Six years ago, the Upper Jurassic Haynesville Shale play was largely unknown as an unconventional shale play. US government and oil company resource assessments for such unconventional plays vary significantly. Here we attempt to estimate resource potential using a full mass balance approach based on data from more than 1600 recently drilled wells, integrated into a 3D petroleum systems model.
Numerous iterations were conducted to simulate heat flow in the study area. The simulated heat flow calibrated to vitrinite reflectance data from 26 wells suggests that a slight increase in heat flow may have occurred with every uplift event over the Sabine Uplift area.

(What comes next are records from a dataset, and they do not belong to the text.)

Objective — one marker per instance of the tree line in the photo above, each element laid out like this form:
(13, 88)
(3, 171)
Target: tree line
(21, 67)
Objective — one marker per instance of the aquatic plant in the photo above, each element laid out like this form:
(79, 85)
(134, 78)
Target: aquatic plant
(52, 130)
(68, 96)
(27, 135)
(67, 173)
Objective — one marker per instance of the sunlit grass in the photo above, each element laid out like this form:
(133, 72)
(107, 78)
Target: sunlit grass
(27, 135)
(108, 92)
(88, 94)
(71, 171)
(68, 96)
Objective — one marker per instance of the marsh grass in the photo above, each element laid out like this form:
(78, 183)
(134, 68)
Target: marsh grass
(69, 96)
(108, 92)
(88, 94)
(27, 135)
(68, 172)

Laboratory analysis of a number of Haynesville Shale samples taken from six wells reported an original total organic carbon (TOC) content, which is on average 3% for all samples. Additional Rock-Eval analysis revealed that all of the samples taken from the wells are overmature. Adsorption isotherms were determined on one representative sample and implemented in the modelling approach to calculate adsorbed gas volumes.
After simulation, the accumulation calculations in the Haynesville Shale revealed a total amount of 2056tcf of adsorbed gas (79.15% Methane) and 1511tcf of free gas (87.12% Methane). These numbers seem to be very high, but considering a recovery factor of 5 or 10% the combined producibility of gas based on our model will be equal to 178 or 357tcf respectively. Most of the primary production of gas occurred during the Aptian-Albian, and secondary cracking produced most of the free gas during the Early-Eocene.
The model also shows wide variability in pore pressure and the generation of abnormal pressures. This variation in pore pressure occurs in the Haynesville Shale and results from a combined effect derived from the overlying Cotton Valley/Bossier Formation and the underlying Smackover Formation. As a final observation, the critical moment of the Haynesville Shale petroleum systems has been dated to be at the Turonian and Early-Eocene. At this point all petroleum system elements and process have been satisfied for the conventional and the nonconventional play respectively.